Mooly mentioned 100 mA bias as being appropriate current for a bipolar output stage. I think this would be more appropriate for old style (2N3055 etc.) bipolars and mosfets, myself. Today's audio BJTs are usually run with only about 35mA bias and seen to do quite well with it. That at least makes a good starting point and reduces the standing current and heat markedly. The voltage drop over a single 0.22R resistor would thus be 16mV
I suspect the 1.5 mV spec. is an error - its low enough to be useless as any decent kind of output transistor bias current.
So why the manufacturer suggests 1.5mV instead of 16mV?That is a lot of a difference.Unless the amplifier is intended to work in warm countries so he is worried about damaged components from overheat in the long run but in England the room temperature rarely goes above 20C.I thought he had scoped the amplifier for optimum sound quality before leaving the factory.
You will probably never find out 'why'.
It might be worth you turning the bias down in stages. You have listened to it at 100ma and found it OK. Try 75ma, then 50, then 25. You have only yourself to please so be honest and if you genuinely can't hear a difference between say 50 and 100 then aim for the lower value.

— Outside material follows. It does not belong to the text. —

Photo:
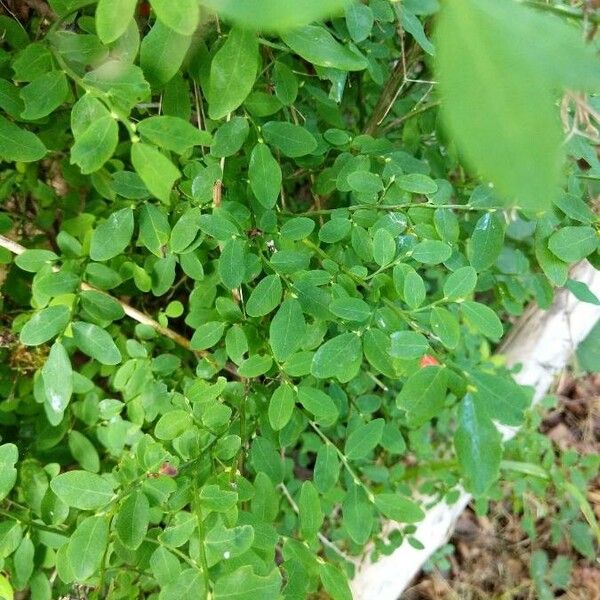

In practice I would expect all audible distortion to vanish at anything over a couple of milliamps tbh.
If the amp has been repaired and transistors substituted then I would want to check it on a scope to make sure it was stable. Maybe something else is going on beside just a low bias setting causing audible problems.
It might be worth you turning the bias down in stages. You have listened to it at 100ma and found it OK. Try 75ma, then 50, then 25. You have only yourself to please so be honest and if you genuinely can't hear a difference between say 50 and 100 then aim for the lower value.
In practice I would expect all audible distortion to vanish at anything over a couple of milliamps tbh.
If the amp has been repaired and transistors substituted then I would want to check it on a scope to make sure it was stable. Maybe something else is going on beside just a low bias setting causing audible problems.
I design my own SS amps so there is no bias set up given for it.
I apply a sine wave and turn bias right down.
I monitor output with a scope.
I turn up bias slowly until cross over distortion just goes and leave it there.
I have some strange results in some amps where there is zero cross over distortion even with no bias current ! I think one was a lateral mosfet amp. So with this I just set it to 100mA which is the recommended bias current.